The US magazine Foreign Policy named her as one of the top 100 public intellectuals in the world in May 2008. In 2010, Foreign Policy again named her to its list of top 100 global thinkers. The Economist lists Duflo as one of the top 8 young economists in the world. She was named one of Time Magazine's 100 most influential people in the world in April 2011.
In 2005, Le Monde, Cercle des économistes awarded her the Best Young French Economist prize. She was awarded the Elaine Bennett Research Prize by the American Economic Association in 2002. That honours a female economist under 40 who has made outstanding contributions in any field of economic research.
In 2012, Duflo was picked by Foreign Policy magazine as one of its Top 100 Global Thinkers.
She received the 2015 Princess of Asturias Social Sciences award in Spain.

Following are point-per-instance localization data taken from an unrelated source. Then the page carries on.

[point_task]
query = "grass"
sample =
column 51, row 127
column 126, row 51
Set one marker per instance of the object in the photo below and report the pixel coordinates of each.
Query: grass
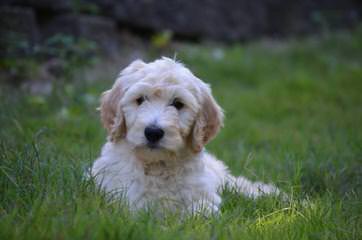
column 293, row 117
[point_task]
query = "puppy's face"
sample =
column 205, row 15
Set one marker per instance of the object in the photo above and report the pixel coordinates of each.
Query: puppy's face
column 161, row 109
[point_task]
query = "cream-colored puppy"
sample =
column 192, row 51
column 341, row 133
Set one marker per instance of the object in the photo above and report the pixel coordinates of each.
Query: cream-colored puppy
column 159, row 117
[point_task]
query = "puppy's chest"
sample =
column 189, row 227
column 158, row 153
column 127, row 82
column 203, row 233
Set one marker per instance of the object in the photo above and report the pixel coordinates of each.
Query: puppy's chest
column 166, row 184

Other professional activities
She was the founding editor of the American Economic Journal: Applied Economics and is a co-editor of the Review of Economics and Statistics and the Journal of Development Economics. Also, she is a member of the editorial committee of the Annual Review of Economics and a member of the Human Capital Research Programme within the International Growth Centre.
She is currently a co-director of the Abdul Latif Jameel Poverty Action Lab at MIT, and she writes a monthly column for Libération, a French daily.
She was the main speaker at the first Bocconi Lecture of Bocconi University in 2010, followed in 2011 by Caroline Hoxby.
In April 2011, she released her latest book Poor Economics, co-authored with Banerjee. It documents their 15 years of experience in conducting randomized control trials to alleviate poverty. The book has received a very positive acclaim. Nobel Laureate Amartya Sen called it "a marvelously insightful book by the two outstanding researchers on the real nature of poverty."